While the central bank last month hiked rates a smaller-than-expected 25 basis points, it also underscored the possibility of a “prolonged” period of tighter policy — wording what many interpreted as a sign that more rate hikes will come, no matter how politically unpalatable.
Economists have even begun to lower their outlooks for the benchmark IPCA price index this year after eight weeks of rising forecasts. In a weekly central bank survey, economists now see the IPCA ending the year at 6.27 percent — still above the center of the target range but nonetheless within it.
Yet dangers still lurk. A tight labor market and tensions in the oil-rich Middle East will pressure consumer prices for a while yet. And because a range of costs in Brazil are indexed to various inflation indexes, more price hikes are guaranteed.
COMMUNICATION CHALLENGE
Further muddying the monetary waters are the government’s so-called macroprudential measures, which Tombini says target stability in the financial system. Those measures include a hike in December in bank reserve requirements, reducing the proportion of their deposits that banks can lend.

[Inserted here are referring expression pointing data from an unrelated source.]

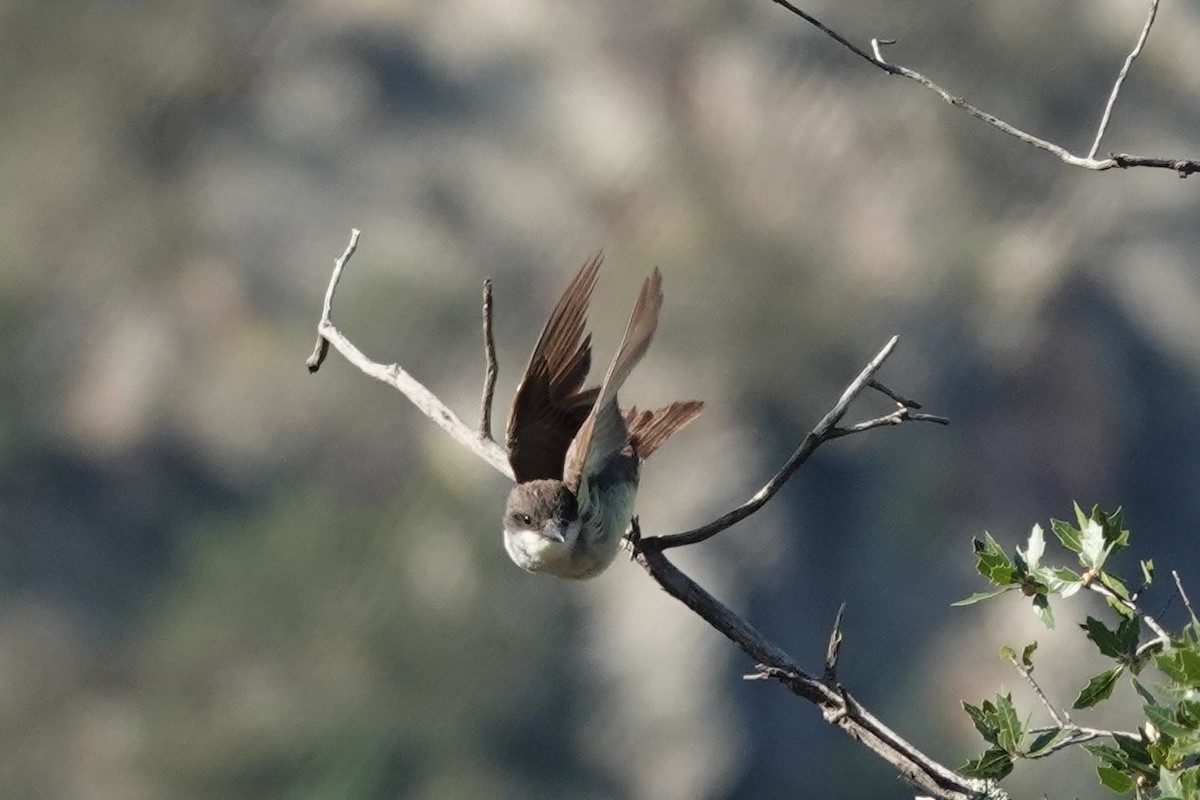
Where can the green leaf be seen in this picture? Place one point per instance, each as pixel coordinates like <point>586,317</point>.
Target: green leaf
<point>1151,701</point>
<point>1107,641</point>
<point>1116,537</point>
<point>993,563</point>
<point>1115,584</point>
<point>1008,728</point>
<point>1115,779</point>
<point>1027,655</point>
<point>1067,535</point>
<point>1127,636</point>
<point>1092,551</point>
<point>1098,689</point>
<point>1080,517</point>
<point>1035,548</point>
<point>1167,723</point>
<point>1063,581</point>
<point>1181,665</point>
<point>982,595</point>
<point>1042,608</point>
<point>991,765</point>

More recently, in April, the government doubled a tax on personal credit, another move to clamp down on lending to brake a consumer spending spree that is helping to drive up prices.
The central bank has several times mentioned such measures as complementing — not replacing — interest rates. Economists in a central bank survey said the measures would have the same effect as 75 basis points worth of interest rate hikes.
“My take on the measures is positive, but not so positive with regard to the way they’re communicated,” said Murilo Portugal, head of Febraban, Brazil’s banking federation. “There’s confusion around the goals. Macroprudential measures are long-term and not short-term and look to reduce and prevent risks to the financial system, not fight inflation.”
Since last month, Tombini has been clearer in emphasizing the importance of the bank’s most traditional tool, the benchmark Selic interest rate, to contain rising prices.
But much is changing in Brazil under Rousseff. Meirelles’ conservatism served as a counterpoint to Finance Minister Guido Mantega, a leftist economist who advocated heavy government spending to stoke consumer demand.
While Mantega is still around, Rousseff has set out to prove herself a different president than her mentor, calling for fiscal discipline. If the government does cut the $30 billion it has vowed to slash from this year’s budget, the economy could cool even without further interest hikes, easing pressure on Tombini at the central bank.
But these are early days in Tombini’s tenure. Brazil’s history is littered with boom-and-bust cycles, and Tombini is well aware of the risks to the country’s hard-won prosperity.
“We’re doing everything that we think is needed to win this battle against inflation,” Tombini said in a recent television interview. “This isn’t a 100-meter dash, it’s a long process.”